Bỏ qua để đến nội dung

EVT 2026-02-22 - Cross-stage Recommendation Hardening Defaults (Draft Only, No Decision Promotion)

DomainsDOL EnglishProduct638 words3 min read

active

Session scope

Continue autonomous product ideation to close remaining recommendation-policy gaps while keeping UX simple, actionable, and scalable.

Working assumptions

Lane remains DOL English V2.
Baseline recommendation contracts from DEC-0075/0077/0078 stay active.
This file proposes defaults only; no formal DEC promotion in this cycle.

Draft hardening package (5 unresolved logic areas)

1) Mixed-program tie-breaker (weekly behavior spans multiple programs)

Proposed default (simple deterministic order):

Session explicit preference (if user just set skill/program control) wins.
If one program contributes >=60% of last 5 submitted attempts, use that program.
Else if goal_program_id exists, use goal program.
Else use most recent submitted program.

Why this default:

Keeps learner intent first when explicitly expressed.
Avoids overfitting noisy mixed behavior.
Preserves goal alignment without forcing it.

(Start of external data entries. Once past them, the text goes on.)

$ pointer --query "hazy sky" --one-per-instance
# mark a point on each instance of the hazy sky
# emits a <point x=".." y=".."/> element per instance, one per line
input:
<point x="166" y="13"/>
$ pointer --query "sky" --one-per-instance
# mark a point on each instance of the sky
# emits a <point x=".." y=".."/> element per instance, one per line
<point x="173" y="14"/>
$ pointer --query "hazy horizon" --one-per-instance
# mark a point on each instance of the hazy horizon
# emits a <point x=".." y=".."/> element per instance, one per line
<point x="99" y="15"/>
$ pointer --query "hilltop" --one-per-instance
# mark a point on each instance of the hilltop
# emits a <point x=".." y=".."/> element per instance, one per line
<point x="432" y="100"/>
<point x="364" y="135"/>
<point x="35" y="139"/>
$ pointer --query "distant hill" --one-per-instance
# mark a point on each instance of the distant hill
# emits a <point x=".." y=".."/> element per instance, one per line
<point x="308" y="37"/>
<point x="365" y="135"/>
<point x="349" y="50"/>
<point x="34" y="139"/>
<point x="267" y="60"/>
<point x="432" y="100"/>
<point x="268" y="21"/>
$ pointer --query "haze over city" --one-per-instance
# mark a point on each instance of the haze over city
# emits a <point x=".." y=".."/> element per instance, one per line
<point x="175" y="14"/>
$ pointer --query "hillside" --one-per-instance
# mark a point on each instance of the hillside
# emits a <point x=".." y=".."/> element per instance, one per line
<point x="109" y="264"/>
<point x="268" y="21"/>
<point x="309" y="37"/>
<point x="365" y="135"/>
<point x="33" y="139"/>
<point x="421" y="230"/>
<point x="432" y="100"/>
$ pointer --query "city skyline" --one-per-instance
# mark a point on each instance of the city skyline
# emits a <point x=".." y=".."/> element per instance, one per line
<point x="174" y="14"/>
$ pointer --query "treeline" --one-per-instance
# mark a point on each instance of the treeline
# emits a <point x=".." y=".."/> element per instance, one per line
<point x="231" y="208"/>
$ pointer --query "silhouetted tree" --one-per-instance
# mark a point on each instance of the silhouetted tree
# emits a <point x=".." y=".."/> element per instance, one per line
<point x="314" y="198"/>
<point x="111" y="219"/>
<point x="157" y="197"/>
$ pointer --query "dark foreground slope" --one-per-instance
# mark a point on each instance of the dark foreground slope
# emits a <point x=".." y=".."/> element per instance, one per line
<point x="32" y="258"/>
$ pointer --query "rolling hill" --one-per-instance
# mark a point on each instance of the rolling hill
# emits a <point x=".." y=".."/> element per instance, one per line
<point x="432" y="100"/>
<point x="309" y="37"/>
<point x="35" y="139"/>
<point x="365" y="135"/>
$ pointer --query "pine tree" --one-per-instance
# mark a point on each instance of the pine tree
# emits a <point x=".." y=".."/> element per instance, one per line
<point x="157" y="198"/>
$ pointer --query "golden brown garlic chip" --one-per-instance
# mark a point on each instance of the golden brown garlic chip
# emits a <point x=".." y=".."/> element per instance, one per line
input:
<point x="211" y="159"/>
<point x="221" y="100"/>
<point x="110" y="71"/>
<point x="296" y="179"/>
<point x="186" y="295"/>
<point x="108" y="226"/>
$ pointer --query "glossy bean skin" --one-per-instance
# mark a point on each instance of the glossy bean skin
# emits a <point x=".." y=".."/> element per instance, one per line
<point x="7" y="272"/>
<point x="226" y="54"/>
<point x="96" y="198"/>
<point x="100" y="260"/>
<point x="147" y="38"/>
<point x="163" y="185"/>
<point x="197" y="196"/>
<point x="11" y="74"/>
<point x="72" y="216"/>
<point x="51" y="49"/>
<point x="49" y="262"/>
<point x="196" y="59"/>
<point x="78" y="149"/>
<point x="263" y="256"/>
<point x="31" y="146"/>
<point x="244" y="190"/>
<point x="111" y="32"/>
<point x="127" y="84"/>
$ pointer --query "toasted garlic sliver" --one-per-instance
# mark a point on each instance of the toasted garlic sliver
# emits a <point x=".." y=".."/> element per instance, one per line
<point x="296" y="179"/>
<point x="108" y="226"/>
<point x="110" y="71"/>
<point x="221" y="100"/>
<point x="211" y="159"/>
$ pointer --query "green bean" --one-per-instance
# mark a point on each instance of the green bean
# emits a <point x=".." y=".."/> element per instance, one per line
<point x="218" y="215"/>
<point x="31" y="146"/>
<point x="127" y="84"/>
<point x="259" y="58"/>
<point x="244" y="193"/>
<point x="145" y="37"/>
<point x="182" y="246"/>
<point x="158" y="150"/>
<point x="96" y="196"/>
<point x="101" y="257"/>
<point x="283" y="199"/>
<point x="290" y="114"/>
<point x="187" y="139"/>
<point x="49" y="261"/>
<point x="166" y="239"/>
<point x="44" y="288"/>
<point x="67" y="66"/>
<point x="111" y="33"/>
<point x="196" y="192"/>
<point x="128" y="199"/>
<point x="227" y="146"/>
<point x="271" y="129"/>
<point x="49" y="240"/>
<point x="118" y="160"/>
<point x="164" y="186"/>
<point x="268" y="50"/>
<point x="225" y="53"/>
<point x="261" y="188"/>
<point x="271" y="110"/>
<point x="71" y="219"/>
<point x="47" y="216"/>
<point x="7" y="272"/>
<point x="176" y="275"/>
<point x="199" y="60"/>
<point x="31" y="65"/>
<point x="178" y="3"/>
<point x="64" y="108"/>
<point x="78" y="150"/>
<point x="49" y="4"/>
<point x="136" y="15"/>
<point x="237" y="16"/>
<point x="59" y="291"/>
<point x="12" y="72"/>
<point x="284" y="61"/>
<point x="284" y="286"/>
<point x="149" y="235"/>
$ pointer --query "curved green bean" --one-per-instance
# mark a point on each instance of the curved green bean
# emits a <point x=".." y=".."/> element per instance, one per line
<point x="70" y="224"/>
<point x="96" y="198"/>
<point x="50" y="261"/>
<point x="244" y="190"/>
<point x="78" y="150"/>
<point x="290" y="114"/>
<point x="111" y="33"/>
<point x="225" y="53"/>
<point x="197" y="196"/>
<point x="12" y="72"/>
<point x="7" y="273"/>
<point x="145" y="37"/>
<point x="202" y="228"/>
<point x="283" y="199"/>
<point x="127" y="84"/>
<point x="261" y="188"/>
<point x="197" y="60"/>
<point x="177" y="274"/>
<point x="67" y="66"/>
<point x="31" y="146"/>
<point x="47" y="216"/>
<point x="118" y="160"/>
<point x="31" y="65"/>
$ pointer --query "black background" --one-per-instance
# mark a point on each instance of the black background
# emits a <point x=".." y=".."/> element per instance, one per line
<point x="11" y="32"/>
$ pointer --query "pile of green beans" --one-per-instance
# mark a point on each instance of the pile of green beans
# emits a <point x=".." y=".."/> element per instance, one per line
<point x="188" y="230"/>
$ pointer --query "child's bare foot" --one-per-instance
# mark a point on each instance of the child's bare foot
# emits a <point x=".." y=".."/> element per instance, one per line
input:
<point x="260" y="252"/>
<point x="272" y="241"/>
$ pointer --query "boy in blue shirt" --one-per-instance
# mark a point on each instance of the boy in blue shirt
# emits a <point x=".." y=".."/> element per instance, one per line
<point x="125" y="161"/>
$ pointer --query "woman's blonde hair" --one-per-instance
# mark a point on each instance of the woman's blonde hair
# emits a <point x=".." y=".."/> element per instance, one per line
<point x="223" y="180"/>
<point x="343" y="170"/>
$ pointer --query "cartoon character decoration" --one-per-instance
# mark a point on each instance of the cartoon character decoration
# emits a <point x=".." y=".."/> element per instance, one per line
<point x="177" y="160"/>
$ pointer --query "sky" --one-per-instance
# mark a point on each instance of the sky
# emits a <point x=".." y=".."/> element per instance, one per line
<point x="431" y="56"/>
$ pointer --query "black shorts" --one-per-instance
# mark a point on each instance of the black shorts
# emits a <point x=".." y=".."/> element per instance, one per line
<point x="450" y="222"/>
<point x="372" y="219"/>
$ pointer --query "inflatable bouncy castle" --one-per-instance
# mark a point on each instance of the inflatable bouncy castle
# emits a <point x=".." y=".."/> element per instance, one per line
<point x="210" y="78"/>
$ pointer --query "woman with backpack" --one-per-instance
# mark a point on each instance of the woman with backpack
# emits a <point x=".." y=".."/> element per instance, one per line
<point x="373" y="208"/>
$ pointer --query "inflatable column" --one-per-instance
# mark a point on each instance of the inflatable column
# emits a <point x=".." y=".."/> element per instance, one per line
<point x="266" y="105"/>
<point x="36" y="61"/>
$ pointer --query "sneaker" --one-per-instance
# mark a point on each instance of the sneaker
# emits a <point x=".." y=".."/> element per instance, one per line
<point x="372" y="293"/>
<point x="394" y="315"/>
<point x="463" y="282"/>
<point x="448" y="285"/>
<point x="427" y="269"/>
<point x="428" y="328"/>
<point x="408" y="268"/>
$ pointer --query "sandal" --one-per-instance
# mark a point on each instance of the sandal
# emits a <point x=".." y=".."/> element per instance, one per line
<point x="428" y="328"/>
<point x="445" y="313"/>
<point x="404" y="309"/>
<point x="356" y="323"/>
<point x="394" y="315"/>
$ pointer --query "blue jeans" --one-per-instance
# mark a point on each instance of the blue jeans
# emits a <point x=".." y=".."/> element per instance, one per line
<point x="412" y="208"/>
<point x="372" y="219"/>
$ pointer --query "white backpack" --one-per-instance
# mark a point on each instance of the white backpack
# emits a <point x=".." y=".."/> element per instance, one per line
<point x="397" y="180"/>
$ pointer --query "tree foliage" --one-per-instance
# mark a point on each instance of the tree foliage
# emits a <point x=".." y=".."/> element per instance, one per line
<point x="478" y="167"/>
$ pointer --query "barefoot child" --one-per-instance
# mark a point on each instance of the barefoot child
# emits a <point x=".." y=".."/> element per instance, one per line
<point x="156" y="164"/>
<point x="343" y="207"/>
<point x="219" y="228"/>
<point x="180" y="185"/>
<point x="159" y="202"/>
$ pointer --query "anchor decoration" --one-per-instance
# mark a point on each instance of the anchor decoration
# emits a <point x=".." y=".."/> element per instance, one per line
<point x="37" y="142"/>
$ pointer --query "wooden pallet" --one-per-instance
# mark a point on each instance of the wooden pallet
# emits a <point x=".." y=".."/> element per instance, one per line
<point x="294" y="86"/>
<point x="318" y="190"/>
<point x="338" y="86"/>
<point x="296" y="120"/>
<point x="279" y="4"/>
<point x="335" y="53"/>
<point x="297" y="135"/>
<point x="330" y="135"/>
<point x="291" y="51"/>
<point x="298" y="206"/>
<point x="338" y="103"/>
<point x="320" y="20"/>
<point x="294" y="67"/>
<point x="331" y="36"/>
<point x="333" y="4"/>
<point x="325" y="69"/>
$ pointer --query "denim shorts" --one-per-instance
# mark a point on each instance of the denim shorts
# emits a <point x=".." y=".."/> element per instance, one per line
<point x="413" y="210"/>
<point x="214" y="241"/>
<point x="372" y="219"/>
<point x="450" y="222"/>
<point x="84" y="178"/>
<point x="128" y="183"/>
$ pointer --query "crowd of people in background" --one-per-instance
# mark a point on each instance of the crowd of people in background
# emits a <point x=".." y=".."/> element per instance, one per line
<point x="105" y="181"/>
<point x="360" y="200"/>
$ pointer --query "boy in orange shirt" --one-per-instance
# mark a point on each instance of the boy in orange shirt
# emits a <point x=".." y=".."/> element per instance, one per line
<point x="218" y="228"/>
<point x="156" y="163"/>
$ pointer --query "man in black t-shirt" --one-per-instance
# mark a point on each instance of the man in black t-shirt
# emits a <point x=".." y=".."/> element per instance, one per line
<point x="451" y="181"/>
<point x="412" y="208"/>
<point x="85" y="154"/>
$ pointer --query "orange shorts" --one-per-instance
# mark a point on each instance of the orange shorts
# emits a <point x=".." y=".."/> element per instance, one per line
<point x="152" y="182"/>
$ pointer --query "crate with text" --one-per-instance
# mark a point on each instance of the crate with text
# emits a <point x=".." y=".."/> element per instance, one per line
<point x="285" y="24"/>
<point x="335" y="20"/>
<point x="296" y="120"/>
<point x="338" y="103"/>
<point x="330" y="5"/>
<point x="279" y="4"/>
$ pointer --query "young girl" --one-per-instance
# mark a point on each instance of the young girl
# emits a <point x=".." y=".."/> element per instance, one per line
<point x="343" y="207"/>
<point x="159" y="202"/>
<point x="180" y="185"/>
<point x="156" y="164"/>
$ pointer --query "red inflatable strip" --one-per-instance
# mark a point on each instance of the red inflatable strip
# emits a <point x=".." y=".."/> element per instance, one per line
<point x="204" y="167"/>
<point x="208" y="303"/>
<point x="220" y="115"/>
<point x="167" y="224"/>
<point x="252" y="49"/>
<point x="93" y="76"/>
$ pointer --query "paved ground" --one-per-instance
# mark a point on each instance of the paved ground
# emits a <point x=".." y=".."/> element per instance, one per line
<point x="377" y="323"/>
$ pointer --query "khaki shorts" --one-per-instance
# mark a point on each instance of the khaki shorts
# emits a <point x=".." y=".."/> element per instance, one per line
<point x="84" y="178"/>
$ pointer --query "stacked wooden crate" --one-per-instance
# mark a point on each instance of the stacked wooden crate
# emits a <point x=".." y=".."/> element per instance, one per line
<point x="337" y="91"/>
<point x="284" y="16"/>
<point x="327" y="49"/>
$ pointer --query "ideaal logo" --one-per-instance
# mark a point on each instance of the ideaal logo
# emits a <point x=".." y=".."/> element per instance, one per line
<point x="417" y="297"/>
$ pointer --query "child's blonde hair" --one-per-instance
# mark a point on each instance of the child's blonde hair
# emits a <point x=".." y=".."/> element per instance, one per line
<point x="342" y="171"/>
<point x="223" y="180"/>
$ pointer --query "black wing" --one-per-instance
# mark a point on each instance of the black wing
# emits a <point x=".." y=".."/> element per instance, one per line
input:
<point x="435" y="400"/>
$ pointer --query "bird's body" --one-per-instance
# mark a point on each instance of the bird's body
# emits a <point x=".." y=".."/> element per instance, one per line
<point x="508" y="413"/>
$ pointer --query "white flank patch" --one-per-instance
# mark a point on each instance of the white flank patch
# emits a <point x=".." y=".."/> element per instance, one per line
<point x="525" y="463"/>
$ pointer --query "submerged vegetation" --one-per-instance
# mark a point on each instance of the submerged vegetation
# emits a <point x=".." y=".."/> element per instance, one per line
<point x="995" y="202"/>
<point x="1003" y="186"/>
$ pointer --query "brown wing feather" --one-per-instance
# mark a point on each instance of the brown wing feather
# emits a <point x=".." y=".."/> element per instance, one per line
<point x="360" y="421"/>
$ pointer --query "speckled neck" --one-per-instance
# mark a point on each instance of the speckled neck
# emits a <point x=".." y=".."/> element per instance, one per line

2) Minimum recommendation set under thin inventory + entitlement constraints

Proposed default (actionability first):

Target set size remains 3-7.
Hard floor: at least 2 actionable items.
If only 2 actionable items exist, allow at most 1 lock teaser to reach 3.
If still <2 actionable, expand by nearest-ladder fallback (same program -> adjacent form -> cross-program easy-start) until floor is met.

Why this default:

Prevents dead-end UX.
Controls lock frustration.
Keeps composition logic lean and predictable.

3) Confidence signal visibility

Proposed default (low-only exposure):

Show confidence badge only for low-confidence items.
Max 1 low-confidence item per set and place near set end.
High/medium confidence items do not show badge to reduce visual noise.

Why this default:

Gives transparency when needed most.
Keeps UI clean in normal conditions.

4) Cold-start -> personalized transition

Proposed default (early but stable switch):

Personalized-ready when either:
- submitted_attempts_14d >= 2, or
- goal_program_id is set and submitted_attempts_30d >= 1.
Before ready: use trending_14d + easy_start_bias + program hint.
If inactive for >45 days, degrade to warm-start (not full reset): keep last-known program hint + trending refresh.

Why this default:

Switches early enough to feel smart.
Avoids fragile personalization from too little signal.
Handles long inactivity without hard reset shock.

5) Rollout/rollback guardrails for recommendation policy changes

Proposed default (3-phase release):

Rollout phases: 10% -> 50% -> 100%.
Minimum observation window each phase: 7 days.
Advance gate requires:
- recommendation_start_rate >= +5% vs control, and
- no guardrail breach.
Guardrail breach (any):
- day7_active_rate drop >1.5%,
- recommendation_bounce_rate increase >3%,
- recommendation-related support complaints +20%.
If breach persists 2 consecutive days -> automatic rollback to previous stable config.

Why this default:

Protects core retention while enabling fast iteration.
Creates explicit stop rules and lowers operational risk.

Compact validation plan (draft)

Tie-breaker quality test

Pass: +6% recommendation_start_rate on mixed-program users.
Fail: <2% lift or higher cross-program bounce.

Thin-inventory composition test

Pass: no_actionable_set_rate <= 0.5% and lock_popup_rage_tap_rate not increased.
Fail: actionable floor not met in >1% sessions.

Confidence badge policy test

Pass: helpful_recommendation_pulse +5 points, no CTR drop >2%.
Fail: perceived trust not improved.

Transition threshold test

Pass: personalized cohort outperforms cold-start on start_within_10m by >=8%.
Fail: lift <3%.

Rollout guardrail simulation

Pass: rollback triggers correctly in synthetic breach drills.
Fail: delayed or missing rollback activation.

Open items carried forward (pending user confirmation)

Should inactivity fallback window be 45 days or 30 days?
In mixed-program tie-breaker, should threshold be 60% (current draft) or 70% for stricter consistency?
For phase gate, keep +5% start-rate threshold or lower to +4% for faster rollout?